The federal government appealed the case to the United States Supreme Court. In this instance, the decision was a single written line that provided, “the judgment is affirmed by an equally divided Court.” United States v. Texas 579 U.S. ____ (2016), slip op. No. 15-674 at 1 (June 23, 2016). You can read the Supreme Court decision here.

DACA has the same constitutional infirmities that pervade DAPA. However, rather than filing a lawsuit against the federal government, I joined other attorneys general in sending a letter requesting President Trump to repeal DACA. You can read a copy of the letter here. The President repealed DACA but gave Congress time to pass legislation addressing the issue. You can read the Attorney General Jeff Sessions remarks ending DACA here.

Soon after President Trump’s announcement, the University of California (with Janet Napolitano as its president) and a number of other parties sued the Department of Homeland Security alleging that President Trump’s elimination of the DACA program was arbitrary and capricious.

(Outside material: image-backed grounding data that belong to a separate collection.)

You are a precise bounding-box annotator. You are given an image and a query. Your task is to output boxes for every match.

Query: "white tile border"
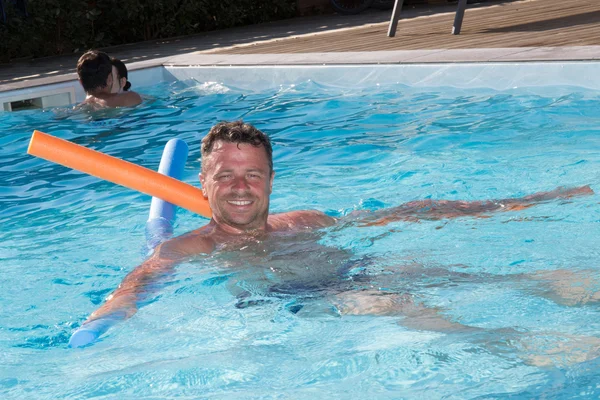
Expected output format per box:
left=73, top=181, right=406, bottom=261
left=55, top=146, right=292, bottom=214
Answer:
left=164, top=61, right=600, bottom=91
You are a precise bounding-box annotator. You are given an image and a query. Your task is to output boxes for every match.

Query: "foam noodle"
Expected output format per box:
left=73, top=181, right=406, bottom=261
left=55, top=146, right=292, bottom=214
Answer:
left=28, top=130, right=212, bottom=218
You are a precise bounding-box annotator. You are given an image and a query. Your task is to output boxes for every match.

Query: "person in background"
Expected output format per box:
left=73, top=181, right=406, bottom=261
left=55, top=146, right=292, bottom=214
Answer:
left=76, top=50, right=141, bottom=108
left=111, top=57, right=131, bottom=92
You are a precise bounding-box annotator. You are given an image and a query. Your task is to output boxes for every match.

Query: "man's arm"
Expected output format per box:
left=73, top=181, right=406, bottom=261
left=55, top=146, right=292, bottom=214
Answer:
left=69, top=232, right=213, bottom=347
left=85, top=249, right=177, bottom=324
left=269, top=210, right=337, bottom=230
left=86, top=232, right=213, bottom=323
left=355, top=185, right=594, bottom=227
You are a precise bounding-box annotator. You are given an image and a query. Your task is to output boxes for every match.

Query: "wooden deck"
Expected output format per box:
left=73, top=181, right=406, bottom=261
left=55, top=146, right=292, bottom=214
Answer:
left=2, top=0, right=599, bottom=92
left=210, top=0, right=600, bottom=54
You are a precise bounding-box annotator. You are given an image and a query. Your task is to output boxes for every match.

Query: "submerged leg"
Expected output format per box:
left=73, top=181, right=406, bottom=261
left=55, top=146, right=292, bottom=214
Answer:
left=331, top=282, right=600, bottom=368
left=527, top=269, right=600, bottom=307
left=516, top=332, right=600, bottom=368
left=332, top=289, right=482, bottom=333
left=382, top=264, right=600, bottom=308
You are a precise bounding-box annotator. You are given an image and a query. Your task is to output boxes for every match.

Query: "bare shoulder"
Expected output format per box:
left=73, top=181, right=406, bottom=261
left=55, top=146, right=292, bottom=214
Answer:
left=79, top=97, right=106, bottom=110
left=268, top=210, right=337, bottom=231
left=156, top=226, right=216, bottom=260
left=122, top=91, right=143, bottom=105
left=103, top=91, right=142, bottom=108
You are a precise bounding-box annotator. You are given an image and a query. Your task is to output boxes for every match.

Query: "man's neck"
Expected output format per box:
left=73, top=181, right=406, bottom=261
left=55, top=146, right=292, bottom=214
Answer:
left=209, top=219, right=271, bottom=238
left=86, top=88, right=112, bottom=99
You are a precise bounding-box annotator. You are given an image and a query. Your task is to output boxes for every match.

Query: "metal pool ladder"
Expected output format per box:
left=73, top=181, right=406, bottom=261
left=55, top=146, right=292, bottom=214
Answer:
left=388, top=0, right=469, bottom=36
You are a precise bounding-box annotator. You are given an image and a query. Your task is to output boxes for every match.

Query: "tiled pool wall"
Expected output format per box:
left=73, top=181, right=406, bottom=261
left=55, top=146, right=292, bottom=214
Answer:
left=164, top=62, right=600, bottom=91
left=2, top=61, right=599, bottom=111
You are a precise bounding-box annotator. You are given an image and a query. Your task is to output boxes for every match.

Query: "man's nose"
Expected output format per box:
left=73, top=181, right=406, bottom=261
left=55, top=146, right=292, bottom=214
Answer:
left=231, top=176, right=249, bottom=191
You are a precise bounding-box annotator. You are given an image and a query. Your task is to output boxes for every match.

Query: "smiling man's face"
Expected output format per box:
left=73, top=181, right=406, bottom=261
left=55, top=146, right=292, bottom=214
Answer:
left=200, top=141, right=274, bottom=233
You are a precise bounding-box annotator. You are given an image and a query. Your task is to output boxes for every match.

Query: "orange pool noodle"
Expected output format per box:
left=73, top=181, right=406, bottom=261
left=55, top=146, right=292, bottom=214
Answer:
left=28, top=130, right=212, bottom=218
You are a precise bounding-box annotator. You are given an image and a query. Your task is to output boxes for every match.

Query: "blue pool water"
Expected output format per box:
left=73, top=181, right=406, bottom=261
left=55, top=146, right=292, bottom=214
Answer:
left=1, top=76, right=600, bottom=398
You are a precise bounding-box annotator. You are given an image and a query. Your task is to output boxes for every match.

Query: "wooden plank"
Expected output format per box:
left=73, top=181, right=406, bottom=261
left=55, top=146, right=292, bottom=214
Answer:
left=211, top=0, right=600, bottom=54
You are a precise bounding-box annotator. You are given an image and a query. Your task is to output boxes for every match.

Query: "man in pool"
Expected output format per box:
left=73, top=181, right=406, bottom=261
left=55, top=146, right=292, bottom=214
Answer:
left=76, top=50, right=142, bottom=109
left=76, top=120, right=596, bottom=342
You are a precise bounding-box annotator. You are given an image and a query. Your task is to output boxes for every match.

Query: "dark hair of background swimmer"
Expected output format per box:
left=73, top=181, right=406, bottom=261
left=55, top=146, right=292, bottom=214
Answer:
left=111, top=57, right=131, bottom=91
left=76, top=50, right=113, bottom=93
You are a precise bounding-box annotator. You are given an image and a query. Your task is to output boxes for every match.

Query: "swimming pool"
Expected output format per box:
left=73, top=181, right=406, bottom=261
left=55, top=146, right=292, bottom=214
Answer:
left=2, top=64, right=600, bottom=398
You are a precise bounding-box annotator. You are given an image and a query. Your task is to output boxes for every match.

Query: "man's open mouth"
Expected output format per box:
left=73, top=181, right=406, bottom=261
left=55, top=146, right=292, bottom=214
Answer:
left=228, top=200, right=253, bottom=206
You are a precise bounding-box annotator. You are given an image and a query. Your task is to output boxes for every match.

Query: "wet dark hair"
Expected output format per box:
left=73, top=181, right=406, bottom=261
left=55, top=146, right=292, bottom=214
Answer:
left=201, top=121, right=273, bottom=174
left=76, top=50, right=112, bottom=93
left=111, top=57, right=131, bottom=91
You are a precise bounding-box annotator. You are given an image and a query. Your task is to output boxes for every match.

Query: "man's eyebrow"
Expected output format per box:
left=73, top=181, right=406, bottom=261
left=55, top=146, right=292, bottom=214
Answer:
left=213, top=167, right=267, bottom=174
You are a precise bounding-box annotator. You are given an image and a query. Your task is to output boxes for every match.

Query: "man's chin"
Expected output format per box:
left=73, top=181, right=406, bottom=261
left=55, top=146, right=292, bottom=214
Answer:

Federal District Judge William Alsup agreed with them and among other things, held that the “plaintiffs have shown that they are likely to succeed on the merits of their claim that the rescission was arbitrary and capricious” and, therefore, violated the APA [Federal Administrative Procedure Act]”. Regents of the University of California v. United States Department of Homeland Security, ___ F. Supp. 3d ____, _____ 2018 WL 339144.

Although DACA was created in violation of the APA, the Federal District Court prohibited the repeal of DACA because the repeal did not comply with the APA.

The federal government appealed the district court decision to the Ninth Circuit Court of Appeals. The federal government also took the unusual step of seeking review by the United States Supreme Court before the circuit court had considered the matter. The Supreme Court declined to review the matter and expressed its view that the Ninth Circuit Court would expeditiously review the case.

This problem begs to be solved in accordance with the Rule of Law. I am hopeful that Congress will fulfill its constitutional responsibility and, once and for all, end this debate.